Técnica com célula-tronco oferece novas formas de tratar a cegueira

Células foram capazes de se integrar à retina, transformando-se em novos cones fotorreceptores necessários à visão.

taniager

23 Setembro 2010 | 10h43

Crédito: Ciência Diária

Crédito: Ciência Diária

Cientistas da Universidade Global de Londres (UCL), Reino Unido, desenvolveram um tratamento pioneiro com células-tronco para substituir partes doentes da retina. Eles implantaram com sucesso células de camundongos saudáveis em ratos com uma ficha de cegueira infantil hereditária chamada Amaurose congênita de Leber – LCA (sigla em inglês para Leber Congenital Amaurosis). O artigo intitulado “Cone and rod photoreceptor transplantation in models of the childhood retinopathy Leber congenital amaurosis using flow-sorted Crx-positive donor cells”  foi publicado na revista Human Molecular Genetics hoje.  
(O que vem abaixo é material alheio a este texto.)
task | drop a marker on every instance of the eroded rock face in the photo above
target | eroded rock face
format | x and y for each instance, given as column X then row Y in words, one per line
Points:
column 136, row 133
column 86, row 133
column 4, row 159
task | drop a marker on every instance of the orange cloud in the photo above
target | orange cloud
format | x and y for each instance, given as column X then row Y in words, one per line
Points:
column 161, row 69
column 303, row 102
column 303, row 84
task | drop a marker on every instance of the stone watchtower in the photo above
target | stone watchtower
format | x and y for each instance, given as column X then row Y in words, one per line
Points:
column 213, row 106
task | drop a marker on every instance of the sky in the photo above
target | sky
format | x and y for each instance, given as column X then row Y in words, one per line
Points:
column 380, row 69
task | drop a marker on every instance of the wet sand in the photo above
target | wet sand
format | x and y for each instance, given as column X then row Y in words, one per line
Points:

As células implantadas expressam um gene chamado Crx , o qual é necessário para tornar as células fotorreceptoras – cones e bastonetes – saudáveis. As células foram capazes de se integrar com a retina e se transformaram em novos cones fotorreceptores. Esta é a primeira vez que isto foi conseguido. Mais estudos são necessários para demonstrar se é possível restaurar a visão utilizando este método. 

A líder do estudo Jane Sowden do Instituto de Saúde Infantil da UCL argumenta que, pela primeira vez, foi possível transplantar novos cones fotorreceptores na retina madura. Os novos cones desenvolvidos se apresentaram tão bons quanto os cones naturais novos. Este é um importante passo adiante, uma vez que estes cones são essenciais para a visão de leitura e a visão de cor. A perda deste tipo de célula tem o maior impacto para a visão. 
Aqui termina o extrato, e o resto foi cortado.